The three Al Jazeera English journalists imprisoned in Egypt await an appeal on Thursday, while their hopes largely rely on foreign pressure on the Egyptian authorities.
The US administration expressed its concerns about the detained Al Jazeera journalists and their situation as they completed a year imprisoned in Egypt on Monday.
State department spokesman Jeff Rathke told journalists in a briefing that the United States continues to express deep concerns directly to the government of Egypt about the detained journalists. We are watching the trial closely.”
The journalists, Canadian-Egyptian Mohamed Fahmy, Australian Peter Greste and Egyptian Baher Mohamed, were arrested in Cairo last December. They were sentenced in June to between seven and ten years in jail, on charges of aiding a terrorist group, tarnishing Egypt’s image abroad, and threatening national security.
An appeal court session awaits the three journalists on 1 January as they hope to see their sentences annulled.
Rathke said that the US administration believes “all journalists should be able to do their jobs free from intimidation or any fear of retribution, and we continue to urge the Egyptian government to respect the freedom of the press, protect civil society, and uphold the rule of law, which is crucial to Egypt’s long-term stability”.
He added: “We call on the Egyptian government to consider all available measures for redressing these verdicts.”
The US Secretary of State, John Kerry, had previously denounced the jailing verdict describing it as “chilling and draconian”.
A foreign intervention to help solve the issue is the only hope the journalists have.
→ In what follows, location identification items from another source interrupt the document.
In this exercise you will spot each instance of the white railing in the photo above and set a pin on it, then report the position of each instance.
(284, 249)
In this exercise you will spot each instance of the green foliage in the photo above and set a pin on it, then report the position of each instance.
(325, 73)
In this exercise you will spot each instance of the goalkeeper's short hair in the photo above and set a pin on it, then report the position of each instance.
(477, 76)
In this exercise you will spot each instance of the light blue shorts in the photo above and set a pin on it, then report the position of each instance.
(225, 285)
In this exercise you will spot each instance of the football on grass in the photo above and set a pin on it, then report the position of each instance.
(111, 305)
Fahmy sent messages via his Twitter account on Tuesday through his family, who visited him in prison, saying that his lawyer “will fight for a suspended sentence on 1 January until the trial proceeds should judge order a retrial”.
Fahmy believes a retrial is an unlikely outcome highlighting the possibility of a suspended sentence. However, he said: “It is imminent that Peter and myself be deported if judge orders retrial. To be tried in Oz/Canada and currently figuring out how.”
Last week, Fahmy made statements from Tora Prison in Cairo to the Canadian state broadcasting agency CBC, pleading for Canadian government intervention to release him and his colleagues.
He pleaded for immediate help as the appeal session date approaches saying: “That phone call I desperately need from the Canadian government I need now.”
He added: “My dialogue with the media has never outright attacked or critiqued the Canadian government’s stance. But now I’m a desperate Canadian citizen that needs the government to stand by me as much as they can.”
Australian Foreign Minister Julie Bishop made statements Monday regarding mixed signals form Egyptian authorities regarding the journalists’ situation.
“We had indications that Egyptian President Abdel Fattah Al-Sisi would exercise his authority regarding a pardon or a clemency plea in advance of the appeal,” she was quoted by Reuters as saying.
However, Bishop stated that the Egyptian Foreign Minister, Sameh Shoukry, told her that “we have to await the appeal”.
Al-Sisi commented on the journalists’ case following the sentence jailing them, saying he wished the journalists were deported instead of being tried. In November he said a presidential pardon for the journalists “is being studied”.
Al-Sisi approved a law in November that allows him to deport foreign defendants to their home countries before a court issues a final verdict against them. The law gives the president the power to deport them when it is in the need of “the state’s interests”.
Presidential spokesman Alaa Youssef explained that the law was issued to “maintain Egypt’s international image”.
Qatari government-owned Al Jazeera closed its live streaming channel focused on Egypt but airing from Qatari capital Doha, Mubasher Misr, earlier this month. The move came just two days after a meeting between Al-Sisi and the Qatari Emir’s special envoy Sheikh Mohammad bin Abdel Rahman Al-Thani, which formalised a Saudi-brokered reconciliation between the two countries.
The governments of Egypt and Qatar were at loggerheads for over a year following the ousting of Islamist president Mohamed Morsi in July 2013. Cairo accused Doha of supporting the Muslim Brotherhood and sowing instability within the county, with the two countries only recently reconciled.
Al Jazeera expressed hopes for the journalists’ struggle to end Thursday, according to its statement Monday. Al Jazeera also asserted that it has always considered the case is “politicised”.
Doha Centre for Media Freedom called for releasing the journalists saying this would be “the first step towards opening a new chapter in Egypt-Qatar relations”.
Fahmy said in his tweets Monday that he was thrown into a “political battle” between Egypt and Qatar, made clear to him during interrogations. However, he feels positive after reconciliation between the two countries acknowledging the political nature of the case, explaining: “We are victims of a cold war”.
Egyptian Press Syndicate board member Khaled El-Balshy said the syndicate firmly denounced the imprisonment, saying that “the case is journalists doing their job”.
El-Balshy added that before and after the sentence, the syndicate intervened and demanded better conditions for the journalists in prison. They demanded the prosecution to suspend the sentence until the appeal is heard before the court.
The syndicate’s statement following the sentence mentioned that the constitution guarantees press independence and security of journalists while doing their jobs.